DM - Sendo uma artista de latente sensibilidade, como tem sido acompanhar os desdobramentos do 8 de Janeiro, evento político que quase destruiu a jovem democracia brasileira?

Letrux - A história do mundo é horrorosa. A história do Brasil é das mais tristes. A gente se agarra nas pequenas esperanças e fés, mas ainda falta muito pra termos uma democracia de verdade. A milícia comanda o país desde sempre. Quando eu era criança, previa muitos avanços e agora tenho 42 anos, as notícias se repetem e ainda estamos longe de algumas mudanças importantes. Esse ano faz 60 anos do golpe militar no Brasil e é preciso que a juventude saiba da nossa história para que ela nunca se repita.

DM - Por que o amor sempre é capaz de resistir, mesmo que vivamos diante do horror?

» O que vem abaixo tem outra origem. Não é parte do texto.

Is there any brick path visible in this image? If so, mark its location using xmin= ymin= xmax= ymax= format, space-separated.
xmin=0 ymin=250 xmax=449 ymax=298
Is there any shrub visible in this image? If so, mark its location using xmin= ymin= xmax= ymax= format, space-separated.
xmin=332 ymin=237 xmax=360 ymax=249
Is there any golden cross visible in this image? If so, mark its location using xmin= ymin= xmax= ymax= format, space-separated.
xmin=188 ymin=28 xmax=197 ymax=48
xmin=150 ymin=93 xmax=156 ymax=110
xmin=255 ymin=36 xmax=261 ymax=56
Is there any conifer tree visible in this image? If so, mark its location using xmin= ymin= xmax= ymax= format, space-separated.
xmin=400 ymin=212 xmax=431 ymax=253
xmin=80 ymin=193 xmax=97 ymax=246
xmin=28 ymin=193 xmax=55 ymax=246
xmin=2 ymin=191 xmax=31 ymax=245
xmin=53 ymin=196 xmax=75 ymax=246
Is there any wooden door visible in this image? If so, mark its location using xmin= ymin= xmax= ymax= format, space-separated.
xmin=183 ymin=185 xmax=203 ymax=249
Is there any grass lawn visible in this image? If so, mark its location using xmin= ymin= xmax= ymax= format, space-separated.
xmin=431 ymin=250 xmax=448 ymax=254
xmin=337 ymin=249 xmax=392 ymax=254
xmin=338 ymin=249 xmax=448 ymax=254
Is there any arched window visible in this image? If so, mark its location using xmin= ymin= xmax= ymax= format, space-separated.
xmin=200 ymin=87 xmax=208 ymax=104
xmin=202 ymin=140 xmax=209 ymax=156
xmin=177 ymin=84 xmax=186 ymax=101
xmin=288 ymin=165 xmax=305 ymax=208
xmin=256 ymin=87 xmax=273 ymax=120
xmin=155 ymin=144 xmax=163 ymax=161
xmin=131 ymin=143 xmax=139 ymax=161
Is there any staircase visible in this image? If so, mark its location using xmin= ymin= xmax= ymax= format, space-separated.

Letrux - Porque o amor é uma célula revolucionária. Acho que essa frase é daquele filme Edukators. Medicina, filosofia, ciência, algumas pessoas especialistas tentam explicar, mas ninguém consegue. Amor é algo meio milagroso mesmo. Muita gente não acredita, mas que acontece, acontece. Então resisto por essa tentativa de milagre amoroso. Sinto.

DM - Quais livros e músicas descobriu recentemente?

Letrux - Descobri duas cantoras recentemente e gostei muito: uma alemã chamada Ami Warning e uma suíça Sophie Hunger. Recomendo. E terminei agora de ler “Funk Delas - A História Contada Pelas Mulheres", da Michele Miranda. Sou carioca e claro que o funk fez parte da minha criação, e Michele conta sobre as mulheres no funk, livro muito importante e gostoso de ler. Recomendo também.